The last example is a bivariate (\(p=2\)) spectral Matérn covariance, defined through its Schoenberg matrices (see [3]):

$$\begin{aligned} B_k = \begin{bmatrix} S(v_{11})^{-1} (1+k^2)^{-v_{11}-1/2} &{} \rho S(v_{12})^{-1} (1+k^2)^{-v_{12}-1/2} \\ \rho S(v_{12})^{-1} (1+k^2)^{-v_{12}-1/2} &{} S(v_{22})^{-1} (1+k^2)^{-v_{22}-1/2} \\ \end{bmatrix} , \qquad k \in \mathbb {N}, \end{aligned}$$

with \(v_{11} > 0\), \(v_{22} > 0\), \(v_{12} = \frac{v_{11}+v_{22}}{2}\), \(\vert \rho |\le 1\) and \(S(v) = \sum _{k=0}^{+\infty } (1 + k^2)^{-v-1/2}\).

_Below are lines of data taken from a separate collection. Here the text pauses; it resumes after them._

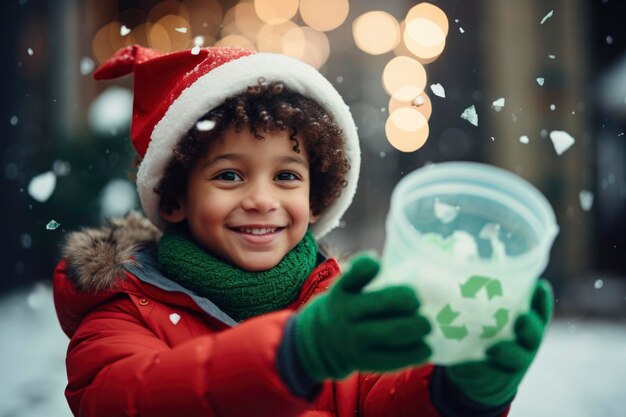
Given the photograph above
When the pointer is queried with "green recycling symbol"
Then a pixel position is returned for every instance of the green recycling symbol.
(469, 289)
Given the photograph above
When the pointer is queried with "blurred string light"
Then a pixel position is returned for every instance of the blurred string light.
(263, 25)
(417, 40)
(376, 32)
(268, 26)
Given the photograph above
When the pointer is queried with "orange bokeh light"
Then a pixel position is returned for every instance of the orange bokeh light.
(376, 32)
(407, 129)
(403, 71)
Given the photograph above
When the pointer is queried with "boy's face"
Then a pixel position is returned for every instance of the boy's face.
(247, 201)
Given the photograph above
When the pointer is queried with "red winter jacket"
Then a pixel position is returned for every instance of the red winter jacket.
(143, 346)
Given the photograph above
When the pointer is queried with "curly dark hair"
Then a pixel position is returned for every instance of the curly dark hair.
(266, 107)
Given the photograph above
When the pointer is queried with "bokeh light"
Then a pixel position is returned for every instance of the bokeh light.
(424, 38)
(407, 129)
(158, 38)
(376, 32)
(403, 71)
(276, 11)
(324, 15)
(421, 103)
(430, 12)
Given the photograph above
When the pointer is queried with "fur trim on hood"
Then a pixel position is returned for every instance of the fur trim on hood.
(96, 257)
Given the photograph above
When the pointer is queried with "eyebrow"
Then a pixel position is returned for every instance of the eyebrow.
(287, 159)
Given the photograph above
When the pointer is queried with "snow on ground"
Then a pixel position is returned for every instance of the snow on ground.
(579, 371)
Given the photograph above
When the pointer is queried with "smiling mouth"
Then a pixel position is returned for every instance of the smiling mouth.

We set \(\rho = -0.9\), \(v_{11} = 0.75 < 1\) and \(v_{22} = 1.25 > 1\), so that the second random field component is mean-square differentiable, while the first component is not. Figure 3 shows one realization obtained with the RMLW algorithm by using a zeta distribution for \(K+1\) and a Rademacher distribution for \(\varepsilon \), for \(L = \) 10,000 (similar results are obtained with the RMSH algorithm and are not displayed here). As expected, the first component is irregular whereas the second is smooth, both components being negatively correlated (\(\rho = -0.9\)). The striation effect is hardly perceptible, suggesting that the chosen number of basic random fields is sufficient for the central limit approximation to be acceptable.

Fig. 3
figure 3

One realization of a bivariate random field with a spectral Matérn covariance (parameters \(v_{11} = 0.75\) and \(v_{22} = 1.25\)), constructed with the RMLW algorithm and \(L = \) 10,000 basic random fields.

5 Conclusions

Two algorithms have been proposed to simulate vector Gaussian random fields on the two-dimensional sphere. Both rest on the spectral decomposition of the covariance function. They provide continuous simulations, in the sense that they start by building basic ingredients that subsequently allow computing the value of the simulated field at any point on the sphere. Moreover, they can be generalized to perform simulations on hyperspheres. Convergence to multivariate normality is reached with fewer basic random fields when using the RMSH algorithm in comparison with the RMLW algorithm, because spherical harmonics are comparatively more multichromatic than Legendre waves. Compensatorily, it takes less time to compute Legendre polynomials than spherical harmonics.